Originally started in 1991 in Vancouver, the march has since spread across Canada and highlighted the belief of activists that the government and police don’t afford it the necessary attention. The pressure for a government-run public inquiry has yielded nothing, with the Harper government so far refusing to budge. It was Montreal’s sixth annual event, which started off in Cabot Square and ended in Phillip’s Square near McGill.

According to official records, nearly 1,200 aboriginal women have gone missing or have been murdered since 1980 with 164 missing cases, and 1,017 murders. An RCMP report into the statistics said that while there were broad similarities to female homicide statistics nationwide, the rate of risk for First Nations women was much higher than the median. Other statistics show that aboriginal women, who account for just four per cent of the female population, make up 60 per cent of all Canadian women who’ve been murdered since 1980.

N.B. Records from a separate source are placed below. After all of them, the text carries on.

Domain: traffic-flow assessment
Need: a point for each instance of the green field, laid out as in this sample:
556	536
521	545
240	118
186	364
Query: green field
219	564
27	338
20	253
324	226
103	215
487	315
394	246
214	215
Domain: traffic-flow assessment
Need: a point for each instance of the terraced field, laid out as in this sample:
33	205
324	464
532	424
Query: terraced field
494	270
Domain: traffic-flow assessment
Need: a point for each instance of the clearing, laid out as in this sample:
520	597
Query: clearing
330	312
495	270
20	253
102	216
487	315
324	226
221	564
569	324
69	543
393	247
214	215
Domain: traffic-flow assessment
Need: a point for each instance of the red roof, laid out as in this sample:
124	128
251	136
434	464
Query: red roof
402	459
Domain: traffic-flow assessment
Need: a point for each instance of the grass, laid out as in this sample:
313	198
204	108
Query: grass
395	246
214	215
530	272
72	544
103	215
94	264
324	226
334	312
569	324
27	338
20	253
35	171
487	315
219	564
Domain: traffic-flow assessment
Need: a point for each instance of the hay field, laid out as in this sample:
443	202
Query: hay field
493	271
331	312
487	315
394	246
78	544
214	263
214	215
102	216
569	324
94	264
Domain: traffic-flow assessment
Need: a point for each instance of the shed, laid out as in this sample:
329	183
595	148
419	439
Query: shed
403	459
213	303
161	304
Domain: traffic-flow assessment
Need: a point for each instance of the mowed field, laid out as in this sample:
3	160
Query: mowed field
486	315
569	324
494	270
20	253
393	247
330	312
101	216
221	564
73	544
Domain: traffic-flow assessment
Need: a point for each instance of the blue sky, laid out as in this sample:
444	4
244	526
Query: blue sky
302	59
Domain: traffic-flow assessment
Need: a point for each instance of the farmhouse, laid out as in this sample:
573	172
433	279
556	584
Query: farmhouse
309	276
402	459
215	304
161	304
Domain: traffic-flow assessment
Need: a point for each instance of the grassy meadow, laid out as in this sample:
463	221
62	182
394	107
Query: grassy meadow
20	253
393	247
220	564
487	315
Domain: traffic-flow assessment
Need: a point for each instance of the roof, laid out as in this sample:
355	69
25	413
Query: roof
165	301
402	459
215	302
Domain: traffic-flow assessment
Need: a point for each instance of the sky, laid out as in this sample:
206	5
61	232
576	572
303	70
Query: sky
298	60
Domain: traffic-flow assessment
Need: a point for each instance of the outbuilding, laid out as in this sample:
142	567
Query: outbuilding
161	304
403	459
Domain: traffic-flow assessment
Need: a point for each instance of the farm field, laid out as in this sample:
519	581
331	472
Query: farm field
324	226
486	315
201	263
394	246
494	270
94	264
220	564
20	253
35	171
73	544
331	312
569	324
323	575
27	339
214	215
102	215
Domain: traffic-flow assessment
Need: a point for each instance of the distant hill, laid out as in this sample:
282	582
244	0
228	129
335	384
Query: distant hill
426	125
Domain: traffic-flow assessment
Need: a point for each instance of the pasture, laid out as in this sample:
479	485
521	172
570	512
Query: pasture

Marching down the blocks on a frigid February day, the hope on everybody’s mind was that this wouldn’t begin and end as a mere moment in time, as one march amongst a sequence. This sentiment was summed up by one member of the Justice for Missing and Murdered Indigenous Women group, a grassroots organization working to educate the public and eliminate violence against aboriginal women.

“I can’t say for sure that we meet one another on a common ground of understanding, but it’s clear to me that there’s something that sustains us, there’s something that compels us to continue navigating these hurdles as a collective. I don’t know why any of you are here, I don’t know for whom you’re here, My hope is … we can walk together today, and we can support one another today, that we can turn towards one another and make a space for each of us in our grief and in our anger, and in our pain, and to allow all of that to co-exist as we walk together. I hope we can be forgiving of one another as we stumble forward and make mistakes and continue to learn.”